È raro che uno chef nero venga accolto nell’alto livello dei famosi chef americani, tra i colossi culinari di fama internazionale come il compianto Anthony Bourdain o il collega personaggio televisivo Emeril Lagasse.

Grant dice di non essere scioccato dal doppio standard, ma desidera che i suoi colleghi artisti culinari del colore non vengano continuamente trascurati e giudicati incapaci di avanzare nel settore.

“Non sei mai stato abbastanza bravo per guidare una cucina. Non sei mai stato abbastanza bravo per gestire un ristorante”, ha detto.

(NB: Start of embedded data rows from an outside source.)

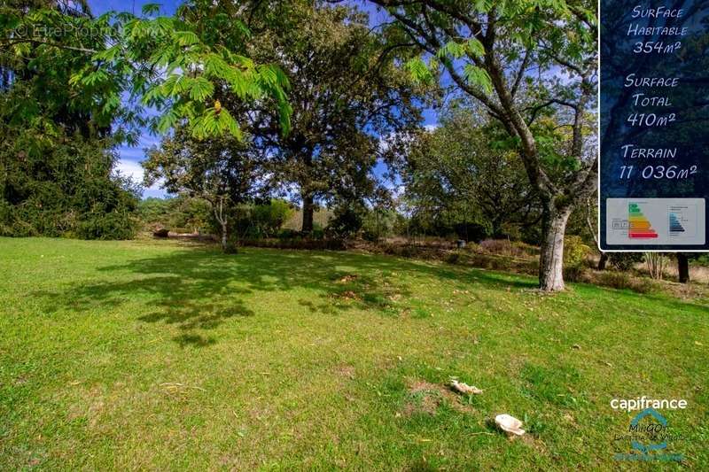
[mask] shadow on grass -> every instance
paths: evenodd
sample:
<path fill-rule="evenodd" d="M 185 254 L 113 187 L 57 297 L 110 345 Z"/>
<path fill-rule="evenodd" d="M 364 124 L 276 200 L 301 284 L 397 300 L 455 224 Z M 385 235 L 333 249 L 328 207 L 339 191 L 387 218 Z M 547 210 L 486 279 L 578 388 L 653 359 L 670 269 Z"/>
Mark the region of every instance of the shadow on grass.
<path fill-rule="evenodd" d="M 195 347 L 216 342 L 199 331 L 258 314 L 245 306 L 245 295 L 269 297 L 275 291 L 305 289 L 315 295 L 295 301 L 312 313 L 340 314 L 354 309 L 373 309 L 383 315 L 397 315 L 400 308 L 395 301 L 410 296 L 401 275 L 414 273 L 442 279 L 453 286 L 463 273 L 456 267 L 347 252 L 249 249 L 224 255 L 205 248 L 97 270 L 108 280 L 76 282 L 60 292 L 35 295 L 45 301 L 48 312 L 63 308 L 100 313 L 137 302 L 147 307 L 140 310 L 138 320 L 176 325 L 184 334 L 175 341 Z M 481 282 L 492 282 L 487 277 L 478 275 Z"/>
<path fill-rule="evenodd" d="M 477 284 L 499 290 L 503 297 L 510 288 L 536 287 L 532 277 L 336 251 L 248 249 L 224 255 L 214 249 L 193 248 L 97 270 L 107 280 L 88 285 L 77 282 L 60 292 L 35 295 L 48 305 L 48 312 L 63 308 L 100 313 L 138 303 L 145 307 L 140 309 L 138 320 L 175 325 L 183 333 L 175 341 L 195 347 L 217 342 L 202 331 L 259 314 L 245 304 L 246 295 L 268 298 L 273 292 L 304 289 L 313 295 L 294 301 L 314 313 L 338 315 L 367 309 L 397 316 L 412 295 L 402 275 L 443 282 L 451 290 Z M 658 298 L 654 303 L 668 309 L 687 308 L 679 300 Z"/>

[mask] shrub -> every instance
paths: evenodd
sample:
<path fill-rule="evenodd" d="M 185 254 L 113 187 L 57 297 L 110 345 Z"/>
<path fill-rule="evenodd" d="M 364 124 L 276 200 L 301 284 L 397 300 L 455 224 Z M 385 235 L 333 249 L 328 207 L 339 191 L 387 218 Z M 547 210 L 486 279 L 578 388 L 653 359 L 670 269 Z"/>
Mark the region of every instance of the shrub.
<path fill-rule="evenodd" d="M 608 261 L 618 270 L 627 272 L 638 262 L 643 262 L 641 252 L 610 252 Z"/>
<path fill-rule="evenodd" d="M 459 252 L 448 252 L 446 255 L 445 260 L 448 264 L 457 264 L 458 261 L 460 260 L 460 253 Z"/>
<path fill-rule="evenodd" d="M 590 251 L 591 248 L 579 236 L 567 236 L 564 239 L 564 273 L 568 280 L 578 281 L 580 278 Z"/>

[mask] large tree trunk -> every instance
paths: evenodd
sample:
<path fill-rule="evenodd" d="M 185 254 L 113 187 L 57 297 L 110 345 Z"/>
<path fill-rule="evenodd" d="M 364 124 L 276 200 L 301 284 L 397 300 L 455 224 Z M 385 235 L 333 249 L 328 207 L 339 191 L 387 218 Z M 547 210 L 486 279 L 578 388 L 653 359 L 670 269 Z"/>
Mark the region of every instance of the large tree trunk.
<path fill-rule="evenodd" d="M 608 262 L 608 254 L 601 252 L 601 259 L 598 259 L 598 270 L 605 270 L 606 262 Z"/>
<path fill-rule="evenodd" d="M 222 250 L 226 251 L 227 250 L 227 222 L 222 222 Z"/>
<path fill-rule="evenodd" d="M 313 196 L 303 195 L 303 226 L 300 230 L 305 234 L 313 232 Z"/>
<path fill-rule="evenodd" d="M 564 234 L 571 211 L 557 210 L 549 204 L 541 223 L 541 252 L 539 258 L 539 288 L 561 291 L 564 287 Z"/>
<path fill-rule="evenodd" d="M 687 258 L 687 254 L 677 252 L 677 272 L 680 274 L 681 283 L 690 282 L 690 259 Z"/>

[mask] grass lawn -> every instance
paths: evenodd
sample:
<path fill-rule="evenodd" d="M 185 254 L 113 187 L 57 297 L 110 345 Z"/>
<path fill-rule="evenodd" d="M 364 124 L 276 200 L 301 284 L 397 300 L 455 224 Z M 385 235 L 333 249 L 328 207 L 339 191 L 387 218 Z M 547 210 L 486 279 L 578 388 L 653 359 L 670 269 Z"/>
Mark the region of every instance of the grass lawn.
<path fill-rule="evenodd" d="M 643 395 L 709 468 L 705 302 L 152 241 L 0 238 L 0 470 L 657 467 L 613 459 Z"/>

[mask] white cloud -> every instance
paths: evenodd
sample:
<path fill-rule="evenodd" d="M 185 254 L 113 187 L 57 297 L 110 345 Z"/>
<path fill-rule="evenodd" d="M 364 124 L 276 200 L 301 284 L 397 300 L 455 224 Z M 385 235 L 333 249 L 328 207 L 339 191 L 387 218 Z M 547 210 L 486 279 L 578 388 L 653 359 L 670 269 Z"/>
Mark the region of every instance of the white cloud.
<path fill-rule="evenodd" d="M 118 159 L 118 162 L 116 163 L 116 170 L 119 171 L 121 175 L 130 177 L 133 182 L 143 184 L 143 178 L 145 174 L 145 172 L 143 170 L 143 167 L 140 166 L 140 163 L 126 159 L 122 158 L 123 153 L 121 152 L 121 159 Z M 158 181 L 151 187 L 146 187 L 143 192 L 143 197 L 147 197 L 167 196 L 168 193 L 160 189 L 161 183 L 161 181 Z"/>

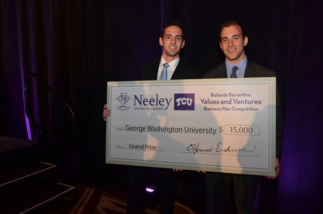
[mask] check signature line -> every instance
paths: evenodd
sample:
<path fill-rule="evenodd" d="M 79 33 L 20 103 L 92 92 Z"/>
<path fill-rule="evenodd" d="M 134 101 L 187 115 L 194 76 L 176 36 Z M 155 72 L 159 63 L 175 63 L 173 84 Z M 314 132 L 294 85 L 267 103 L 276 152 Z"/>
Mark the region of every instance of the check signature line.
<path fill-rule="evenodd" d="M 193 152 L 181 152 L 182 153 L 188 153 L 189 154 L 193 153 Z M 195 152 L 195 155 L 196 154 L 202 154 L 205 155 L 229 155 L 230 156 L 241 156 L 245 157 L 255 157 L 255 158 L 260 158 L 260 156 L 252 156 L 251 155 L 226 155 L 225 154 L 216 154 L 212 153 L 200 153 L 199 152 Z"/>

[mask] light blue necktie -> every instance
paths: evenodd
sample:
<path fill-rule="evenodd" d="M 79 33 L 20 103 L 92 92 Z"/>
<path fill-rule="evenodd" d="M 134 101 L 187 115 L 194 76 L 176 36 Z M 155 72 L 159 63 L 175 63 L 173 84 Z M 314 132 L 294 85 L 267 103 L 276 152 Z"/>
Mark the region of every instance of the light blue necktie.
<path fill-rule="evenodd" d="M 160 80 L 164 80 L 167 79 L 167 68 L 169 67 L 168 63 L 164 63 L 163 64 L 164 68 L 163 68 L 161 74 L 161 76 L 159 77 Z"/>

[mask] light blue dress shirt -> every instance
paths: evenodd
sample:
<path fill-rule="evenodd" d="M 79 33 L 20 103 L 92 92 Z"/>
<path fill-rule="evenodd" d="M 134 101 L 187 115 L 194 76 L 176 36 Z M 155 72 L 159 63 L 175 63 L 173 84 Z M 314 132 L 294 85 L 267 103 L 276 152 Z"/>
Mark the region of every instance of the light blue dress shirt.
<path fill-rule="evenodd" d="M 237 77 L 238 78 L 242 78 L 245 76 L 245 66 L 247 66 L 247 56 L 245 57 L 242 61 L 238 65 L 233 65 L 225 59 L 225 66 L 226 66 L 226 73 L 228 75 L 228 78 L 230 78 L 231 76 L 231 74 L 232 73 L 232 67 L 236 66 L 238 67 L 238 70 L 235 72 L 237 75 Z"/>

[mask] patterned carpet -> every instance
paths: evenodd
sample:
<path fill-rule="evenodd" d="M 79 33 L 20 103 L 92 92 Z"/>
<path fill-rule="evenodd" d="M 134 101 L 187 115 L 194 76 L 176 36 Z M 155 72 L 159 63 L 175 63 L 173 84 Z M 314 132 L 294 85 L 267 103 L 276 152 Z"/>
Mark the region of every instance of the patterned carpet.
<path fill-rule="evenodd" d="M 126 213 L 126 195 L 88 187 L 79 187 L 79 202 L 73 202 L 73 195 L 69 196 L 45 210 L 47 214 L 120 214 Z M 145 214 L 159 213 L 159 206 L 147 208 Z M 175 202 L 174 213 L 195 214 L 186 206 Z"/>

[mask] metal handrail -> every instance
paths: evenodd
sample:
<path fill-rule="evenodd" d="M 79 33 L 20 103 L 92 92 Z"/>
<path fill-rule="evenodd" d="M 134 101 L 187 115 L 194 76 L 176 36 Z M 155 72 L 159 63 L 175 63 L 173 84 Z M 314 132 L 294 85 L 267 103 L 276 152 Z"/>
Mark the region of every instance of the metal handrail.
<path fill-rule="evenodd" d="M 27 103 L 27 102 L 28 101 L 28 99 L 27 98 L 27 80 L 31 77 L 34 77 L 36 78 L 36 79 L 40 81 L 40 82 L 42 83 L 45 87 L 46 87 L 55 96 L 55 97 L 61 102 L 64 103 L 65 106 L 67 107 L 67 108 L 69 110 L 71 114 L 72 115 L 72 153 L 73 156 L 73 164 L 74 166 L 74 168 L 75 169 L 75 193 L 74 195 L 75 199 L 76 200 L 76 202 L 77 203 L 78 202 L 78 167 L 77 167 L 77 152 L 76 150 L 76 146 L 75 143 L 75 119 L 74 117 L 74 112 L 73 111 L 73 109 L 72 108 L 72 107 L 67 103 L 65 100 L 63 99 L 63 98 L 61 97 L 55 90 L 54 89 L 52 88 L 49 85 L 47 84 L 45 81 L 44 81 L 38 75 L 35 73 L 31 73 L 29 74 L 26 76 L 25 78 L 24 79 L 24 95 L 25 96 L 25 111 L 26 113 L 26 115 L 27 116 L 27 117 L 28 118 L 28 120 L 30 121 L 32 121 L 34 124 L 36 126 L 37 129 L 38 130 L 38 132 L 40 134 L 40 137 L 41 138 L 42 136 L 42 131 L 41 128 L 40 126 L 39 125 L 39 124 L 36 122 L 35 120 L 33 118 L 32 118 L 29 115 L 29 113 L 28 111 L 28 105 Z M 42 145 L 42 143 L 41 142 L 42 144 L 42 153 L 43 152 L 43 150 L 44 149 L 43 147 L 43 145 Z M 43 154 L 42 154 L 42 159 L 43 158 Z"/>

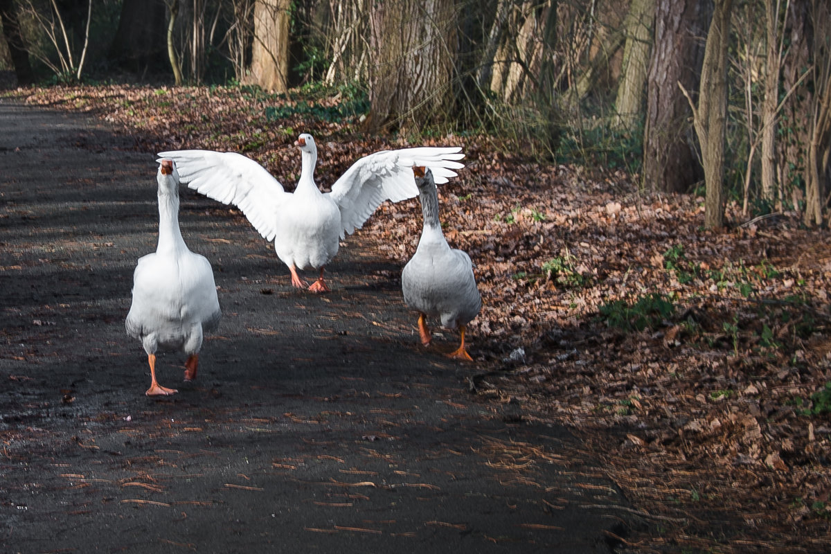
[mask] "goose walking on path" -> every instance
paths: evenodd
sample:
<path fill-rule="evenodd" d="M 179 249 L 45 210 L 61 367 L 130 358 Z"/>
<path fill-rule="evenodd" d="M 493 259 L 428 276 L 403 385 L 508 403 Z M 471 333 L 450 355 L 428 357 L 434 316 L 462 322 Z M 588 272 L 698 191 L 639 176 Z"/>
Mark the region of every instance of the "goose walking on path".
<path fill-rule="evenodd" d="M 311 135 L 302 134 L 300 179 L 293 194 L 259 164 L 234 152 L 176 150 L 159 155 L 176 163 L 182 183 L 223 203 L 238 207 L 251 224 L 268 241 L 292 274 L 292 284 L 306 283 L 298 269 L 317 269 L 318 278 L 308 287 L 312 292 L 329 290 L 323 279 L 325 266 L 337 253 L 340 239 L 361 228 L 385 200 L 399 202 L 418 194 L 411 168 L 430 168 L 437 183 L 455 177 L 465 167 L 460 147 L 408 148 L 382 150 L 358 159 L 332 186 L 322 193 L 314 181 L 317 146 Z"/>
<path fill-rule="evenodd" d="M 432 173 L 423 167 L 414 167 L 413 173 L 424 214 L 424 228 L 416 253 L 401 273 L 404 302 L 419 312 L 421 344 L 426 346 L 431 340 L 426 317 L 439 317 L 442 326 L 458 329 L 461 336 L 459 348 L 449 355 L 472 360 L 465 348 L 465 331 L 482 306 L 473 264 L 467 252 L 451 248 L 445 239 Z"/>
<path fill-rule="evenodd" d="M 210 263 L 188 249 L 179 228 L 176 169 L 170 159 L 159 161 L 159 243 L 155 252 L 139 258 L 125 324 L 127 334 L 141 341 L 147 352 L 148 396 L 177 392 L 156 380 L 156 351 L 179 349 L 187 354 L 184 380 L 193 380 L 204 333 L 215 330 L 221 316 Z"/>

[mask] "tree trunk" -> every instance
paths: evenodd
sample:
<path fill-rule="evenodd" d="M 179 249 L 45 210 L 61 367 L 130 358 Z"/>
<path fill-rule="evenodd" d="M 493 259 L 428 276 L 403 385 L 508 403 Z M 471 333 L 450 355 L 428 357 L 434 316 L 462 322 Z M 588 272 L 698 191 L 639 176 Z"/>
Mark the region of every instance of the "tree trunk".
<path fill-rule="evenodd" d="M 617 130 L 632 130 L 643 116 L 643 89 L 649 66 L 655 0 L 632 0 L 623 22 L 626 45 L 623 66 L 615 100 L 617 114 L 612 126 Z"/>
<path fill-rule="evenodd" d="M 831 7 L 814 0 L 814 106 L 810 120 L 808 163 L 805 167 L 807 226 L 821 225 L 823 209 L 831 189 Z"/>
<path fill-rule="evenodd" d="M 179 15 L 179 0 L 170 0 L 168 8 L 170 17 L 167 22 L 167 56 L 170 60 L 170 68 L 173 70 L 173 79 L 176 86 L 182 86 L 182 66 L 176 53 L 176 45 L 173 41 L 173 30 L 176 27 L 176 17 Z"/>
<path fill-rule="evenodd" d="M 687 90 L 697 85 L 705 14 L 697 0 L 657 0 L 655 41 L 649 64 L 643 139 L 643 183 L 650 189 L 686 193 L 703 172 L 688 123 Z"/>
<path fill-rule="evenodd" d="M 285 92 L 288 83 L 289 0 L 256 0 L 254 38 L 248 82 L 268 92 Z"/>
<path fill-rule="evenodd" d="M 14 0 L 0 0 L 0 22 L 2 34 L 8 46 L 8 51 L 14 66 L 14 74 L 17 77 L 18 86 L 27 86 L 34 82 L 34 74 L 29 63 L 29 52 L 20 29 L 17 10 Z"/>
<path fill-rule="evenodd" d="M 779 7 L 777 2 L 776 7 Z M 776 200 L 776 108 L 779 104 L 779 10 L 773 0 L 765 0 L 767 61 L 765 75 L 765 98 L 762 101 L 762 200 L 773 208 Z M 784 27 L 784 26 L 783 26 Z M 782 199 L 779 199 L 781 204 Z"/>
<path fill-rule="evenodd" d="M 451 110 L 456 54 L 454 0 L 372 2 L 370 12 L 370 132 L 417 128 Z"/>
<path fill-rule="evenodd" d="M 724 150 L 727 120 L 727 46 L 733 0 L 715 0 L 701 66 L 698 107 L 693 124 L 701 147 L 706 195 L 704 225 L 710 229 L 724 224 Z M 688 97 L 691 105 L 692 99 Z"/>
<path fill-rule="evenodd" d="M 166 65 L 166 21 L 165 0 L 124 0 L 110 59 L 135 72 Z"/>

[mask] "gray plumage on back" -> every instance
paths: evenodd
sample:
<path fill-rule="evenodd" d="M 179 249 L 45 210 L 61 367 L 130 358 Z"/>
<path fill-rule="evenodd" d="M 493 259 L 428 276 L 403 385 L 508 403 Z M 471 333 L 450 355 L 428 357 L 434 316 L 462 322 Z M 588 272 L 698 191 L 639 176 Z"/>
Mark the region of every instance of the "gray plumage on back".
<path fill-rule="evenodd" d="M 465 349 L 465 330 L 482 306 L 473 264 L 467 252 L 451 248 L 445 238 L 431 172 L 422 168 L 414 168 L 414 172 L 424 228 L 418 248 L 401 274 L 404 302 L 420 314 L 419 331 L 423 344 L 430 341 L 425 317 L 439 317 L 442 326 L 458 329 L 461 335 L 461 345 L 451 355 L 470 360 Z"/>

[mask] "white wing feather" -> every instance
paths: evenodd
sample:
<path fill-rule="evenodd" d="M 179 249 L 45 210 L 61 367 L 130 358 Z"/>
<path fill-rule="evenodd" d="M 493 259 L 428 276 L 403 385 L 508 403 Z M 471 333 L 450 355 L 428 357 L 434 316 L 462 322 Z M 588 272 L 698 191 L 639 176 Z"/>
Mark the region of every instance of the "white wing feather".
<path fill-rule="evenodd" d="M 332 187 L 332 199 L 341 210 L 341 238 L 361 228 L 385 200 L 400 202 L 418 196 L 413 179 L 414 165 L 433 172 L 437 184 L 455 177 L 454 169 L 464 164 L 461 147 L 423 146 L 401 150 L 381 150 L 355 162 Z"/>
<path fill-rule="evenodd" d="M 277 234 L 277 210 L 286 193 L 265 168 L 235 152 L 173 150 L 160 152 L 172 159 L 179 180 L 189 189 L 239 208 L 268 241 Z"/>

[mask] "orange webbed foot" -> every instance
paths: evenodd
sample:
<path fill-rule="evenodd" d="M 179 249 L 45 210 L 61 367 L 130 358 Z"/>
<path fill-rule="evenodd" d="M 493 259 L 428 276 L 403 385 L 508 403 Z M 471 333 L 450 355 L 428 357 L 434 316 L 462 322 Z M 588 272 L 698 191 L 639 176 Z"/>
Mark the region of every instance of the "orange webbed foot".
<path fill-rule="evenodd" d="M 150 366 L 150 388 L 147 390 L 145 395 L 147 396 L 170 396 L 170 395 L 175 395 L 179 392 L 175 389 L 168 389 L 167 387 L 163 387 L 159 385 L 159 381 L 155 379 L 155 354 L 147 355 L 147 363 Z"/>
<path fill-rule="evenodd" d="M 175 395 L 177 392 L 179 391 L 175 389 L 168 389 L 158 383 L 151 383 L 150 388 L 145 394 L 148 396 L 170 396 L 170 395 Z"/>
<path fill-rule="evenodd" d="M 320 268 L 320 277 L 317 280 L 312 283 L 309 287 L 309 292 L 328 292 L 329 287 L 326 284 L 326 281 L 323 280 L 323 268 Z"/>
<path fill-rule="evenodd" d="M 430 329 L 427 328 L 427 318 L 424 314 L 419 314 L 418 316 L 418 334 L 421 339 L 421 344 L 429 346 L 433 337 L 430 333 Z"/>
<path fill-rule="evenodd" d="M 466 327 L 464 325 L 459 326 L 459 334 L 461 335 L 462 342 L 459 345 L 459 348 L 453 351 L 447 355 L 447 357 L 453 358 L 454 360 L 464 360 L 465 361 L 473 361 L 473 358 L 470 355 L 467 353 L 465 349 L 465 331 Z"/>
<path fill-rule="evenodd" d="M 288 271 L 292 272 L 292 285 L 297 288 L 305 288 L 306 282 L 297 275 L 297 268 L 294 267 L 293 263 L 288 266 Z"/>
<path fill-rule="evenodd" d="M 460 346 L 456 350 L 448 354 L 447 357 L 453 358 L 454 360 L 464 360 L 465 361 L 473 361 L 473 358 L 470 357 L 470 355 L 468 354 L 467 351 L 465 350 L 462 346 Z"/>
<path fill-rule="evenodd" d="M 309 287 L 309 292 L 329 292 L 330 289 L 327 286 L 326 282 L 323 281 L 323 277 L 321 277 L 312 283 Z"/>
<path fill-rule="evenodd" d="M 188 360 L 184 362 L 184 380 L 192 381 L 196 379 L 196 370 L 199 369 L 199 354 L 192 354 L 188 356 Z"/>

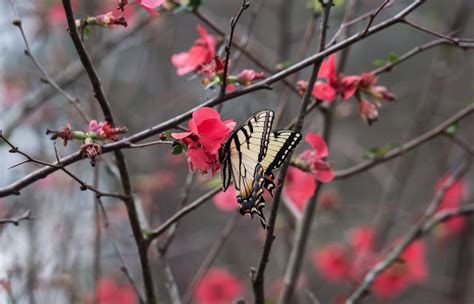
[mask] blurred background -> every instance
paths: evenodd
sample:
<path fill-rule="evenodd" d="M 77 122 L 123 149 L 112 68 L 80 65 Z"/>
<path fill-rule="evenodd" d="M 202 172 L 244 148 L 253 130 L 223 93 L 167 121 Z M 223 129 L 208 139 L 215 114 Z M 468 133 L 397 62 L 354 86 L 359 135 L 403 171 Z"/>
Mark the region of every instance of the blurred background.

Nato da padre nero e madre filippina, Grant ricorda di aver sperimentato il razzismo in cucina. In un caso, gli è stato detto che le sue abilità erano “abbastanza buone per uno chef nero”.

Grant afferma che gli chef neri si sentono spesso stereotipati, vincolati dall’aspettativa che saranno in grado di lavorare solo entro i parametri di una particolare tradizione culinaria.

Al lavoro, richiede una completa libertà creativa, ma cerca di onorare la storia della cucina nera attraverso le sue creazioni raccontando una storia “delle mani che hanno costruito l’America”.

Il suo menu presenta in primo piano la coda di bue, un taglio storicamente giudicato inferiore e dato agli schiavi, che tuttavia erano in grado di creare “questi piatti fantastici e sorprendenti” dalle frattaglie.

Grant ritiene che gli chef neri stiano finalmente iniziando a ricevere il dovuto riconoscimento, anche se il divario di parità non è scomparso.

Uniti dalla missione di diffondere la conoscenza dell’eccellenza nera in cucina, Erinn Tucker e Furard Tate hanno fondato la “DMV Black Restaurant Week”, che promuove i ristoranti di proprietà dei neri nell’area di Washington.

Tate, un ex ristoratore, vuole dimostrare ai giovani neri che “è possibile possedere un ristorante, è possibile essere uno chef”.

  • Cliché –

Tucker dice che l’industria è ancora afflitta da alcuni dei cliché più eclatanti che hanno sempre mal caratterizzato la cucina nera: che è troppo grassa o limitata a cibi pronti intrisi di olio.

Il pollo fritto, si scopre, è stato cucinato esclusivamente per occasioni speciali fino a quando non è stato assimilato nella più ampia cultura americana dalle aziende di fast food, ha detto Tucker.

Le idee sbagliate sulla cucina tradizionalmente afroamericana rischiano di scoraggiare gli chef neri dal servire piatti in stile soul food, che secondo Tucker sono a volte stigmatizzati come di bassa qualità.

Eppure la crescente consapevolezza del patrimonio culinario nero d’America ha incoraggiato i gastronomi a celebrare la sua eredità.

“Quello che è successo negli ultimi, forse 10 o 15 anni, è che c’è una rivoluzione o una rinascita”, ha detto Tucker.

Una nuova docuserie di Netflix, “High on the Hog: How African American Cuisine Transformed America” ​​dichiara che il cibo nero è sinonimo di cibo americano.

La serie è basata su un libro con lo stesso nome della storica culinaria Jessica Harris, specializzata in cucina africana della diaspora.

Quattro episodi tracciano il lignaggio della cucina di origine africana dall’Africa occidentale al Texas, intrecciando barbecue e cowboy nel tessuto culturale nero.

“Ha toccato un nervo scoperto”, ha detto Harris del film, che ha riscosso un successo di critica.

Harris afferma che è fondamentale che film, libri e documentari affrontino questi argomenti, poiché “la storia dei neri è meno conosciuta e non ampiamente condivisa”.

L’autore spera che questo momento culturale sia un presagio di cambiamento e riconoscimento duraturi.

“Anche noi, neri, stiamo imparando a conoscere noi stessi”, ha detto.

“La storia è ancora praticamente non scritta. Quindi dobbiamo ricercare, rivedere e mettere in discussione tutto”.